O motorista me conta que tomou a vacina há cerca de 5 dias e sobre um sintoma em sua perna iniciado no dia anterior. Atribui como sendo reação a vacina e que acha que não vai tomar a segunda dose. A semana está iniciando (e será cheia), o cansaço do dia bate, os atendimentos do dia foram trabalhosos e confesso que queria voltar em silêncio. Mas, poderia eu deixar isso passar batido? Explico sobre as reações da vacina, que alguma outra coisa pode estar causando o sintoma em sua perna e reforço sobre a importância da segunda dose.

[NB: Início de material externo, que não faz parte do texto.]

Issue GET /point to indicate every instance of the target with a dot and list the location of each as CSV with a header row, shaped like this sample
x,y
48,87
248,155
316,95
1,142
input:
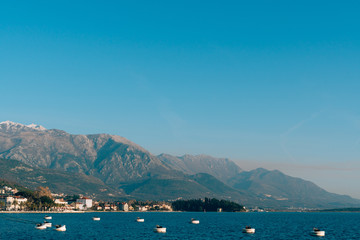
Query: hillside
x,y
106,166
58,181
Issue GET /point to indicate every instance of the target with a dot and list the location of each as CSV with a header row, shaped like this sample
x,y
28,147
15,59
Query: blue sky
x,y
265,83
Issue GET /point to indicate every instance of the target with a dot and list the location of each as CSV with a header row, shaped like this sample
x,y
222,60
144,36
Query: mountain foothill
x,y
107,166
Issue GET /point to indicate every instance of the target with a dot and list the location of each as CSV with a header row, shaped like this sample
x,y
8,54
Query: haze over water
x,y
280,226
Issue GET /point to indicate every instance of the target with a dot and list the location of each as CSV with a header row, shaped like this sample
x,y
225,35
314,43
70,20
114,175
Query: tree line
x,y
207,204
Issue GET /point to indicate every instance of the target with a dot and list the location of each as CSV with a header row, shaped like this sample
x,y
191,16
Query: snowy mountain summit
x,y
13,126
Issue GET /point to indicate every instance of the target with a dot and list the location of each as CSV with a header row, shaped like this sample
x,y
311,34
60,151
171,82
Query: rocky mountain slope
x,y
127,170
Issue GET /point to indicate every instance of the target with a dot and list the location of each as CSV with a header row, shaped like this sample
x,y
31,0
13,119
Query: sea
x,y
123,225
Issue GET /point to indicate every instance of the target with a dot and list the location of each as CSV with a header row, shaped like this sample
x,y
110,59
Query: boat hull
x,y
249,230
40,227
318,233
160,230
61,229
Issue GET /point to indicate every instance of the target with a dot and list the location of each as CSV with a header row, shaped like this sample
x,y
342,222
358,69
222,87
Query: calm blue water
x,y
212,226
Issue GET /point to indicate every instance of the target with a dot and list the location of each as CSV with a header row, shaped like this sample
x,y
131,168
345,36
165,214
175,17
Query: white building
x,y
14,203
60,201
84,203
124,207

-O senhor tem alguma doença?

-Nenhuma.

-Diabetes, pressão alta, ...?

-Ahh doutor, a pressão...

Descubro uma rotina extenuante, uma alta carga de trabalho, horários de sono bagunçados, sintomas físicos presentes... Um possível quadro de hipertensão, com chances de urgência hipertensiva em alguns momentos? Explico o que pode estar havendo, oriento sobre a procura de atendimento em caso de algum sinal de alerta e peço que nos próximos dias ele procure um médico levando um MRPA (instrumento de controle dos valores pressóricos).

-Sabe que esses dias eu fui num médico e ele me disse essas coisas. Mas, nunca ninguém tinha me explicado assim. Aí fui deixando. Mas, vou fazer certinho e ir ao médico.

-Se eu tivesse meu consultório ia falar pro senhor ir fazer uma consulta comigo, mas como ainda falta um pouquinho, vou pedir pro senhor ir ao médico.

-Você poderia anotar meu telefone?

-Posso sim (respondo, meio ressabiado).

-Quero ir no seu consultório quando você abrir ele.

Ele ainda me questiona sobre o valor da consulta antes de encerrar a corrida e me faz a promessa de que falaria para todos os colegas motoristas irem fazer uma consulta quando abrir meu consultório. Me despeço e entro em casa rindo.

Essas duas histórias vividas me fizeram compreender ainda mais que existe uma diferença entre cursar medicina e ser médico e sobre a importância de estarmos sempre prontos para exercermos o que escolhemos para nossa vida. Me mostraram, ainda, que é sobre gostar do que se faz. É sobre a vida nos presentear. É sobre nos permitirmos sermos tocado. É sobre ser apenas uma alma humana quando se toca outra alma humana.